The History of an Error
Nietzsche’s six-part sketch in Twilight of the Idols offers a concise genealogy of the concept of the “true world.” At first, it is attainable by the wise; then, deferred for the pious; next, imagined as an abstract moral imperative; then doubted; then deemed useless; and finally—abolished. The final section reads:
“The ‘true world’—we have abolished. What world remained? The apparent one perhaps?… But no! with the true world we have also abolished the apparent one! Incipit Zarathustra” (Nietzsche, 2005, p. 170).
With this gesture, Nietzsche brings to a close the metaphysical edifice built upon a binary of reality and illusion. The “error” is not the invention of truth per se, but its location in an unreachable world beyond experience. By tracking this lineage, Nietzsche exposes the progressive emptying of the concept of truth, turning what was once a guiding ideal into a sterile fiction.
His philosophical hammer smashes both the heavenly and the earthly orders constructed by this dichotomy. In abolishing the “true world,” he simultaneously dissolves the “apparent” one, for the latter had only ever existed in opposition to the former. This double negation doesn’t leave a void, but rather clears the space for Zarathustra’s entrance—Nietzsche’s poetic vehicle for rethinking existence beyond metaphysics.
Will to Power and Eternal Return: Forces over Essences
The collapse of the metaphysical divide demands a new ontological framework. Nietzsche responds with his twin doctrines of will to power and eternal return. These ideas, while distinct, work in tandem to unseat the notion of static substances.
The will to power proposes that at the core of all life is not a thing, but a striving—a drive to grow, dominate, transform. It is not a metaphysical principle but an interpretive lens through which reality can be understood as the interplay of dynamic forces. Nietzsche writes:
“This world is the will to power—and nothing besides! And even you yourselves are this will to power—and nothing besides!” (Will to Power, §1067, Nietzsche, 1968).

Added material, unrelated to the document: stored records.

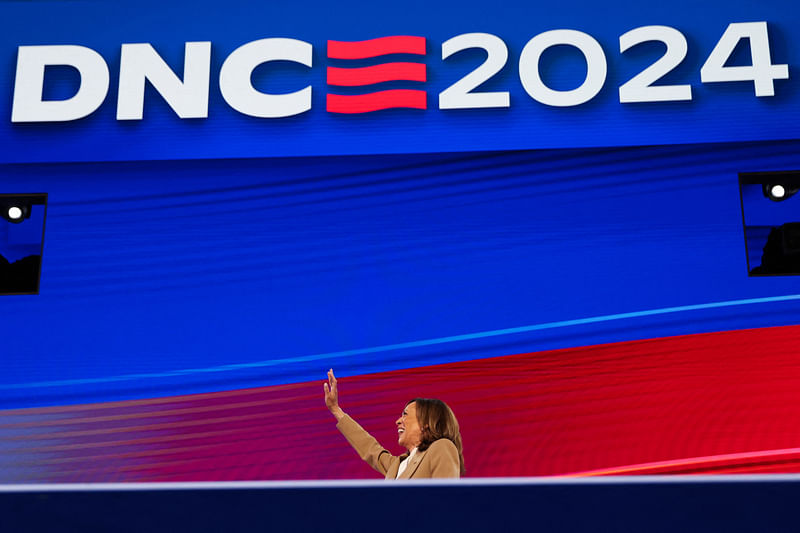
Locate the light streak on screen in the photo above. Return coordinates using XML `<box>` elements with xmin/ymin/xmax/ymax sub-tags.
<box><xmin>0</xmin><ymin>0</ymin><xmax>800</xmax><ymax>484</ymax></box>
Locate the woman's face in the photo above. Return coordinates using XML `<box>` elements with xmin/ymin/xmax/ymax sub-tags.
<box><xmin>396</xmin><ymin>402</ymin><xmax>422</xmax><ymax>451</ymax></box>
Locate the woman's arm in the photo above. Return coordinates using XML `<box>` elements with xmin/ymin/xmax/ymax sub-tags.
<box><xmin>426</xmin><ymin>439</ymin><xmax>461</xmax><ymax>478</ymax></box>
<box><xmin>323</xmin><ymin>369</ymin><xmax>394</xmax><ymax>475</ymax></box>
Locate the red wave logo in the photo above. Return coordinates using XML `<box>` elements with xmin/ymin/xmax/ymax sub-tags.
<box><xmin>326</xmin><ymin>35</ymin><xmax>428</xmax><ymax>114</ymax></box>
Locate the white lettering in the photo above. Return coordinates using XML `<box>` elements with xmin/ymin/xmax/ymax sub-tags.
<box><xmin>117</xmin><ymin>42</ymin><xmax>211</xmax><ymax>120</ymax></box>
<box><xmin>219</xmin><ymin>38</ymin><xmax>312</xmax><ymax>118</ymax></box>
<box><xmin>11</xmin><ymin>45</ymin><xmax>109</xmax><ymax>122</ymax></box>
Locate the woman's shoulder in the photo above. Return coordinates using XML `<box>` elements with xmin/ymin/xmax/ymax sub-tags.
<box><xmin>428</xmin><ymin>438</ymin><xmax>458</xmax><ymax>454</ymax></box>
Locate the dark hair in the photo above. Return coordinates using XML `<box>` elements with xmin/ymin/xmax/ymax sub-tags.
<box><xmin>406</xmin><ymin>398</ymin><xmax>465</xmax><ymax>476</ymax></box>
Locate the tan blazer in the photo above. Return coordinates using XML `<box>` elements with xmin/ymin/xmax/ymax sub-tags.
<box><xmin>336</xmin><ymin>415</ymin><xmax>461</xmax><ymax>479</ymax></box>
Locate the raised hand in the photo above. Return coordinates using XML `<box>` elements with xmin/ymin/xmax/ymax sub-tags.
<box><xmin>322</xmin><ymin>369</ymin><xmax>344</xmax><ymax>420</ymax></box>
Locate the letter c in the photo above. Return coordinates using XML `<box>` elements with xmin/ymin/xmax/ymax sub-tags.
<box><xmin>219</xmin><ymin>38</ymin><xmax>312</xmax><ymax>118</ymax></box>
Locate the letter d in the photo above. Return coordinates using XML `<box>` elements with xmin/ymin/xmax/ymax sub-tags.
<box><xmin>11</xmin><ymin>45</ymin><xmax>109</xmax><ymax>122</ymax></box>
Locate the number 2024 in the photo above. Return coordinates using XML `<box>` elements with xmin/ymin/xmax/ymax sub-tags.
<box><xmin>439</xmin><ymin>22</ymin><xmax>789</xmax><ymax>109</ymax></box>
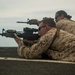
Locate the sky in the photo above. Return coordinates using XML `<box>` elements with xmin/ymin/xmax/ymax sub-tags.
<box><xmin>0</xmin><ymin>0</ymin><xmax>75</xmax><ymax>46</ymax></box>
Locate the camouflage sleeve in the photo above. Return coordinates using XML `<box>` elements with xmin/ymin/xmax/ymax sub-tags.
<box><xmin>17</xmin><ymin>28</ymin><xmax>57</xmax><ymax>58</ymax></box>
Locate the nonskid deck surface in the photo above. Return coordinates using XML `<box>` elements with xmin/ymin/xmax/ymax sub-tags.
<box><xmin>0</xmin><ymin>47</ymin><xmax>75</xmax><ymax>75</ymax></box>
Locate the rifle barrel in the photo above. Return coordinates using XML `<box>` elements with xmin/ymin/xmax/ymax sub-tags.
<box><xmin>17</xmin><ymin>21</ymin><xmax>28</xmax><ymax>23</ymax></box>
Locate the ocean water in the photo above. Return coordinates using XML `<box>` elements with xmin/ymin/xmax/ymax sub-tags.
<box><xmin>0</xmin><ymin>18</ymin><xmax>38</xmax><ymax>47</ymax></box>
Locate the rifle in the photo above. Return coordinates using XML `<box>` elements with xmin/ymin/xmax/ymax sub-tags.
<box><xmin>17</xmin><ymin>18</ymin><xmax>38</xmax><ymax>25</ymax></box>
<box><xmin>0</xmin><ymin>27</ymin><xmax>39</xmax><ymax>43</ymax></box>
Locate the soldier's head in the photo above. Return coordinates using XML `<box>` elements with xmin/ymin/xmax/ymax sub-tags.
<box><xmin>55</xmin><ymin>10</ymin><xmax>72</xmax><ymax>22</ymax></box>
<box><xmin>39</xmin><ymin>18</ymin><xmax>56</xmax><ymax>36</ymax></box>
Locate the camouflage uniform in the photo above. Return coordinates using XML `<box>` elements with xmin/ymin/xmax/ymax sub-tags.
<box><xmin>56</xmin><ymin>18</ymin><xmax>75</xmax><ymax>34</ymax></box>
<box><xmin>17</xmin><ymin>28</ymin><xmax>75</xmax><ymax>61</ymax></box>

Complementing this is the idea of the eternal return, introduced in The Gay Science. It challenges us to imagine living our lives again and again, identically, in an infinite loop. This repetition without progression or redemption obliterates any teleological hope for transcendence. It is a thought experiment designed to test one’s ability to affirm existence entirely, without recourse to higher justification:
“What if a demon were to steal after you into your loneliest loneliness and say to you: ‘This life as you now live it… you will have to live once more…’” (The Gay Science, §341, Nietzsche, 1974).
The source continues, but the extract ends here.